In August 2020, Sean O’Hagan began a long series of taped conversations with Nick Cave, “a ritual that lasted until next summer,” he writes. This is how the book “Faith, Hope and Pain” was born, which will be published in a few days by the Kleidaritmos publishing house, translated by Vasya Tsanakari. Cave talks about music, religious faith, his – conscious – conservatism, the heroine and, of course, the death of his 15-year-old son Arthur. “Nick’s son Arthur, who died in 2015, is inescapably present throughout the book, sometimes explicitly and always implicitly,” comments O’Hagan, adding: “If this book describes a dramatic transformation, creative and personal, in the face of great personal disaster, he is also overwhelmed with a sense of the insecurity of life.
HM.
– I say that I write all my songs, starting with spiritual longing, because this is my constant state. For me personally, this state is electrified, creative and full of potential.
Also, more and more of the songs that I have written seem mysterious to me, I can listen to them with awe because I feel personally alienated from them, as if they came from somewhere outside. “Ghosteen” is definitely a record that gives me the feeling that it comes from somewhere outside and expresses something inexpressible. I don’t know how to explain it exactly, Sean, except to say that God is the trauma itself.
“That perhaps mourning can be seen as a state of awakening in which the mourner comes closer than ever to the basic essence of things. Because in mourning you become well acquainted with the idea of mortality. You enter a very dark state and experience pain that you have never experienced before – you reach the limit of torture. I believe there is a transformative quality to this martyrdom. It essentially changes and rebuilds you. This process, of course, is very scary, but over time you return to the world, knowing how vulnerable we are, participating in this human drama. Everything seems so fragile, precious and tense, and the world and the people who live in it, so menacing and at the same time so beautiful. I feel that in this dark state the idea of God becomes more intense or perhaps more essential. I feel that grief and God are intertwined in some way, that when you grieve, you move closer to the veil that separates this world from the next. I allow myself to believe in such things because it makes me feel good. (…)
When you grieve, you long for peace. When Arthur died, there was chaos inside of me, a physical sensation like a roar at the center of my being, and a terrible sense of fear and impending doom. I remember actually feeling it rolling into my body and pouring out of my fingertips. When I was alone with my thoughts, an almost overwhelming feeling swept through my body. I never felt like this before. It was mental torture, but also physical, deeply physical, flattening yourself—an inner cry.
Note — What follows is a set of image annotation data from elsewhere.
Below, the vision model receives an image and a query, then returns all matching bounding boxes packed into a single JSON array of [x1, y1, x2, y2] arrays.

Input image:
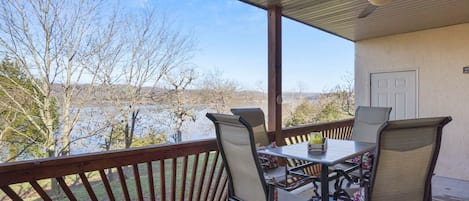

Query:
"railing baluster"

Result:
[[99, 170, 116, 200], [179, 156, 188, 201], [29, 181, 52, 201], [218, 172, 228, 200], [200, 151, 219, 200], [132, 164, 143, 201], [0, 186, 23, 201], [189, 154, 199, 200], [147, 161, 156, 201], [210, 162, 225, 201], [117, 167, 130, 201], [196, 152, 210, 201], [160, 160, 166, 200], [171, 158, 177, 201], [55, 177, 77, 201], [78, 172, 98, 201]]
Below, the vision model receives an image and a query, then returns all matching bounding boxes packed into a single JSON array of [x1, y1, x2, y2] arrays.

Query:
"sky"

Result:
[[127, 0, 354, 92]]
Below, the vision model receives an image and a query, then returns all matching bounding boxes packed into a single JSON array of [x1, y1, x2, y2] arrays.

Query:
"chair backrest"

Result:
[[371, 117, 451, 201], [352, 106, 391, 143], [231, 108, 270, 146], [206, 113, 268, 201]]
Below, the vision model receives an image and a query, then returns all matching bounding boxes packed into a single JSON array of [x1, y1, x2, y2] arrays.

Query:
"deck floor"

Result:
[[294, 176, 469, 201], [432, 176, 469, 201]]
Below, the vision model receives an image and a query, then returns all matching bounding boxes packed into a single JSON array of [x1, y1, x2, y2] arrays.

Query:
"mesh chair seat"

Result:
[[339, 117, 451, 201], [206, 113, 314, 201]]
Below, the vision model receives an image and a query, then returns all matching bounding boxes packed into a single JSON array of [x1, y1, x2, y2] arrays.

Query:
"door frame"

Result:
[[367, 68, 420, 118]]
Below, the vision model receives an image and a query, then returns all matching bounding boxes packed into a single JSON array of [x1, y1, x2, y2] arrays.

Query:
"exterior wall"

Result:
[[355, 24, 469, 180]]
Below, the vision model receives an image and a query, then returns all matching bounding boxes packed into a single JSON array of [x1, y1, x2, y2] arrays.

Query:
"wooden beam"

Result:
[[267, 6, 284, 145]]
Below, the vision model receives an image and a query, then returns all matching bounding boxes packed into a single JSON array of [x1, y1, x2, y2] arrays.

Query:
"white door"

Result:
[[371, 71, 417, 120]]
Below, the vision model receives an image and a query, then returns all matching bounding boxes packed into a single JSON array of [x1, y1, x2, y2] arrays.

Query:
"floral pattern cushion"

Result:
[[351, 151, 374, 170], [257, 142, 278, 170], [337, 187, 366, 201]]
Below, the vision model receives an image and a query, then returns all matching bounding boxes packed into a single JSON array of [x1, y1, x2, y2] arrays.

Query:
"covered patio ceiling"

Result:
[[241, 0, 469, 41]]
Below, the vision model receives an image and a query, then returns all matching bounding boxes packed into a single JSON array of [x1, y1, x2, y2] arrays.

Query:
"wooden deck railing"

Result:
[[0, 139, 227, 201], [0, 120, 353, 201]]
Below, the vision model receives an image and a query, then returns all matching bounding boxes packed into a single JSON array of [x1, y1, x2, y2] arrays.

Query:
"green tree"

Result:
[[0, 58, 58, 161], [285, 100, 317, 127]]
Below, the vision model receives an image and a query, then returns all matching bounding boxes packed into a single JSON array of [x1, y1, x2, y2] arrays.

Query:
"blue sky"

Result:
[[131, 0, 354, 92]]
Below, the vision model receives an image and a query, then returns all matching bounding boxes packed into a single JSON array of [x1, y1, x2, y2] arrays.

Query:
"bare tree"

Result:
[[100, 7, 193, 148], [0, 0, 119, 160], [164, 68, 197, 143], [199, 70, 239, 113]]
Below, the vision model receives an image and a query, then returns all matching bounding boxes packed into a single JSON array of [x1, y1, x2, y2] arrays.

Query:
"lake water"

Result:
[[71, 106, 215, 154]]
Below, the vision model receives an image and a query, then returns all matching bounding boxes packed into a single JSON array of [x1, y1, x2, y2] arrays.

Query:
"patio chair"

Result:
[[333, 106, 391, 186], [231, 108, 319, 188], [339, 117, 451, 201], [206, 113, 310, 201]]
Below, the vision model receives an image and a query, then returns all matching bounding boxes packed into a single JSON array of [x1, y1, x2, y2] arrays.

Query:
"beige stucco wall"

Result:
[[355, 24, 469, 180]]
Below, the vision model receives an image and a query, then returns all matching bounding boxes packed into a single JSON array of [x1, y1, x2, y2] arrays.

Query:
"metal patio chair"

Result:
[[231, 108, 319, 190], [206, 113, 312, 201], [332, 106, 392, 187], [339, 117, 451, 201]]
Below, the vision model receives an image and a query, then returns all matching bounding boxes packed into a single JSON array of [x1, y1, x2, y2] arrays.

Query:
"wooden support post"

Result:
[[267, 6, 284, 145]]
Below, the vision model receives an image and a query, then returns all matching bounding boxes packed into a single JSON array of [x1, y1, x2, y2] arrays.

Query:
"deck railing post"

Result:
[[267, 6, 284, 145]]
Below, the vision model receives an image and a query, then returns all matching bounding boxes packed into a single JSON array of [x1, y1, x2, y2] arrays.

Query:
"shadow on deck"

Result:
[[432, 176, 469, 201], [294, 176, 469, 201]]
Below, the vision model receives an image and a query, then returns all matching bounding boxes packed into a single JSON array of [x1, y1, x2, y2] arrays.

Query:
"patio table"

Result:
[[258, 139, 376, 201]]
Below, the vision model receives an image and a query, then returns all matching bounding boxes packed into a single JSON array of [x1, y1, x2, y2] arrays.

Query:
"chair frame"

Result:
[[206, 113, 271, 200], [368, 116, 452, 201]]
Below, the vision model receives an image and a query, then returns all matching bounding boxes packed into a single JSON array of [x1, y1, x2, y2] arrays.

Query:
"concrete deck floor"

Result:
[[293, 176, 469, 201]]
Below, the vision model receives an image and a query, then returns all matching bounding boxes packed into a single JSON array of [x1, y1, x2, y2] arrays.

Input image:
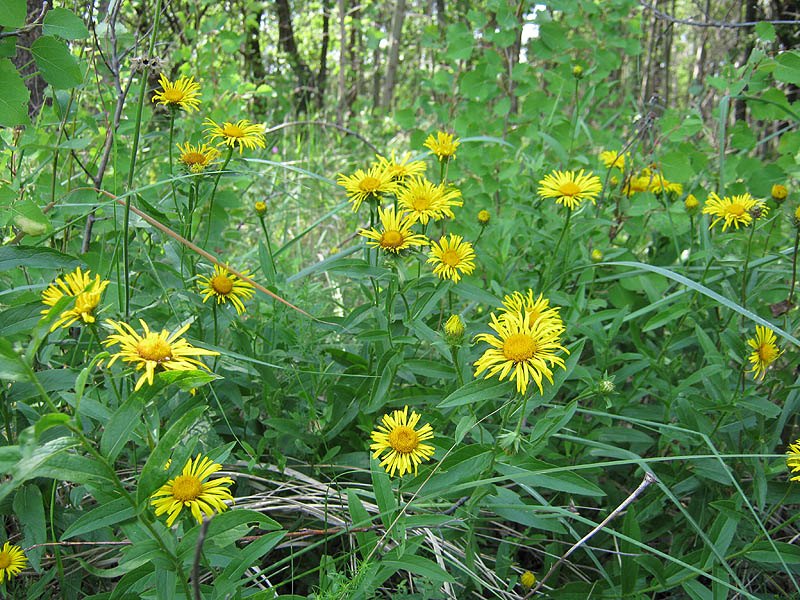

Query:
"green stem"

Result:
[[122, 0, 161, 321], [202, 146, 233, 248]]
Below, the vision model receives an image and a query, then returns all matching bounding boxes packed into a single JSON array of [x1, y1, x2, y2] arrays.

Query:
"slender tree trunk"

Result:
[[383, 0, 406, 108]]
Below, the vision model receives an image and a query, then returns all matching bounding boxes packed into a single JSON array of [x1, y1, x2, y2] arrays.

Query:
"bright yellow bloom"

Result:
[[475, 313, 569, 395], [373, 150, 426, 183], [150, 454, 233, 527], [0, 542, 28, 583], [600, 150, 631, 171], [370, 406, 434, 477], [153, 73, 200, 111], [423, 131, 461, 161], [784, 440, 800, 482], [703, 192, 766, 231], [772, 183, 789, 204], [358, 206, 430, 254], [175, 142, 220, 173], [336, 167, 399, 212], [500, 288, 564, 331], [197, 265, 255, 315], [41, 267, 109, 331], [427, 233, 475, 283], [103, 319, 219, 391], [397, 177, 464, 225], [203, 119, 265, 154], [747, 325, 783, 379], [536, 169, 603, 210]]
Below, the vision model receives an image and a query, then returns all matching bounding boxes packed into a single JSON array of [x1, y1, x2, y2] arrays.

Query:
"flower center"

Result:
[[181, 152, 206, 165], [758, 344, 776, 363], [222, 123, 246, 138], [503, 333, 537, 362], [164, 88, 183, 102], [414, 196, 431, 212], [358, 177, 381, 193], [442, 250, 461, 267], [558, 181, 581, 196], [381, 229, 404, 248], [136, 332, 172, 363], [389, 425, 419, 454], [172, 475, 203, 502], [728, 202, 744, 217], [211, 275, 233, 296]]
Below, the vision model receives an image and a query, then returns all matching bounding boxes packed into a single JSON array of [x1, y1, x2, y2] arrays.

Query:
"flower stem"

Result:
[[122, 0, 161, 321]]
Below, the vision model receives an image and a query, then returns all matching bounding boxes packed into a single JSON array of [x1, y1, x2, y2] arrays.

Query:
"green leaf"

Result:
[[136, 406, 206, 510], [0, 58, 31, 127], [14, 485, 47, 571], [0, 0, 27, 29], [381, 554, 455, 583], [61, 498, 136, 540], [42, 8, 89, 40], [31, 35, 83, 89]]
Grief can be seen as a state of awakening in which the grieving person is closer than ever to the fundamental essence of things.
“I meditated for years, but after the accident, I really thought I would never be able to meditate again. I thought that sitting and letting this feeling take over me would be unbearable torture. However, at some point I went up to Arthur’s room, sat on his bed among his things, closed my eyes and began to meditate. I forced myself to do it. And for an infinitesimal moment, I realized that somehow everything could work out. It was like a fleeting light. And then the pain hit again. It was a sign and a major change.
But since you mentioned the feeling of constant disorganization, I thought that after the death of Arthur, an ongoing conversation raged in my head. This was no ordinary internal monologue. It was like talking to your dying self or to death itself.
At that time, the thought that we were all going to die someday became so real that it infected everything, damn it. It seemed to me that everyone could die at any moment.
– Exactly. And for Susie (aka Cave’s wife and Arthur’s mother), this feeling was too extreme. In fact, he believed that everyone would die—and soon. Not that everyone will eventually die, but those we knew will die tomorrow, I know. He plunged into absolute existential anxiety associated with the fact that the lives of all people were in terrible danger. It was heartbreaking.
But somehow, this sense of the presence of death, and the violent resentment that accompanied it, ended up giving us a strangely irresistible energy. Not immediately, but over time. I don’t know how to explain it, it was an action that allowed us to do whatever we wanted. It opened up various possibilities, and out of them poured out a paradoxical, bold force. As if the worst had already happened, and nothing could harm us, and our usual worries were now a luxury. This included freedom. Susie’s return to the world was the most moving experience I have ever seen in my life.
“He seemed to die before my eyes, but eventually returned to the world.
You know, if I have one message that I want to convey, it’s the question people who have lost loved ones ask: Will I ever feel better? The Red Hand Files inbox is filled with letters from people looking for the answer to this awful, lonely question. The answer is yes. We are changing. We are getting better.